One would expect that continuation of the repeated hypoxic insults in newborns could result in major changes in respiratory, cardiovascular, or hematological functions, oriented to adapt the newborn to the hypoxic condition and to protect postnatal development. Several investigators have studied the structural and functional respiratory changes during chronic hypoxia within the neonatal period. For instance, Okubo and Mortola(21) have reported O2 consumption and V˙E to be above control in the first week after chronic hypoxia in rats. They speculated that these phenomena may reflect the higher O2 demands of the rapidly growing animals during the "catch up growth" after the hypoxia. In our experiments, pups experienced repeated hypoxia-elevated V˙CO2 and V˙E with no effects on BW. We also found that the ventilatory response to 10% O2 was less in H than C. Okubo and Mortola(21) also showed in rats exposed to sustained hypoxia during the first week of life that V˙E remained elevated even 7 wk after birth, at a time when BW and O2 consumption had reached the control values, and the ventilatory response to acute hypoxia was still blunted in 7-wk-old rats. Differently, in the present study, the effect of repeated hypoxic exposure on the regulation of breathing was temporary, because no differences were observed at 2 wk after birth. It is likely that long-lasting effects on the control of breathing differ between sustained hypoxia and repeated hypoxia.
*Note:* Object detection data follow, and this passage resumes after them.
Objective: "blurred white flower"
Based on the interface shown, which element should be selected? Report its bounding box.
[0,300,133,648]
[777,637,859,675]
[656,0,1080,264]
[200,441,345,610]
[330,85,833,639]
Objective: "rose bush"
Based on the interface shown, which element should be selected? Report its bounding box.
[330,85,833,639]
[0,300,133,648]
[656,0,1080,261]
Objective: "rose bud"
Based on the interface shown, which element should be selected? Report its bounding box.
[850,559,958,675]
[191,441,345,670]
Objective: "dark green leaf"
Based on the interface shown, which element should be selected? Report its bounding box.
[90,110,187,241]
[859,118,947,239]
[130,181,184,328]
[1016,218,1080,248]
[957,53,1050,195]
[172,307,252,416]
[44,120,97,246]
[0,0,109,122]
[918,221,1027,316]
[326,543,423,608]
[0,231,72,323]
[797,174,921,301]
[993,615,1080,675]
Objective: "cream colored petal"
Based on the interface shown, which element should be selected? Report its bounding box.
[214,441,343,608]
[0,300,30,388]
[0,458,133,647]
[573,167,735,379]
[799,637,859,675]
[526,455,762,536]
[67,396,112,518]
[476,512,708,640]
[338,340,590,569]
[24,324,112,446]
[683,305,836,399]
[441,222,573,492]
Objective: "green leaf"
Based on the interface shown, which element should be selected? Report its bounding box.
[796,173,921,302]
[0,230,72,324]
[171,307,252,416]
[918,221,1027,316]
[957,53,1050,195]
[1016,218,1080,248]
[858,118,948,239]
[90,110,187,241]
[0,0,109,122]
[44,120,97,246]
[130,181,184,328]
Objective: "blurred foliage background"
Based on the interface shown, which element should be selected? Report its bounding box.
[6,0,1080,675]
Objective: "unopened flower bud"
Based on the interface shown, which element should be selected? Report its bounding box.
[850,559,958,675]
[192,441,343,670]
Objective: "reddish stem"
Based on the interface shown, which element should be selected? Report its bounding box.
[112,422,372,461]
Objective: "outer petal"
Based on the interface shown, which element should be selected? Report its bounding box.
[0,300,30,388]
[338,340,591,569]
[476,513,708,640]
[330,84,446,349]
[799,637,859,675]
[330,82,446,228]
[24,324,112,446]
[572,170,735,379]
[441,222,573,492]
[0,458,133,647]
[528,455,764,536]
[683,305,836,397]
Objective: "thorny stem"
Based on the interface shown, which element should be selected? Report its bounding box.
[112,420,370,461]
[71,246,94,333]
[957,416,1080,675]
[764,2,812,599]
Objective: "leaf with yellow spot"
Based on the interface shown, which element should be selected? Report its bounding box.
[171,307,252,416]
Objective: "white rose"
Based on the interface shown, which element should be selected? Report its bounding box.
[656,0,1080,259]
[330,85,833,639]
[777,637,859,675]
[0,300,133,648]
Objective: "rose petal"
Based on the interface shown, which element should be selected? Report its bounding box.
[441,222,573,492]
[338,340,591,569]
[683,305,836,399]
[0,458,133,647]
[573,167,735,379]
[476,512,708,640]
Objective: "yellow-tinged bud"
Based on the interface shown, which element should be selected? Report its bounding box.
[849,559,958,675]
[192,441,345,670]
In conclusion, in the rats with daily hypoxic episodes during the early postnatal period, V˙E was higher than in control rats; the ventilatory response to acute hypoxia was blunted and the lung volume-dependent ventilatory inhibition was stronger. This may suggest that the combination of decreased sensitivity to the inputs from the chemoreceptor coupled to a reduced central nervous inhibition on inspiratory activity may contribute to ventilatory depression in newborn rats that experienced repeated hypoxic insults.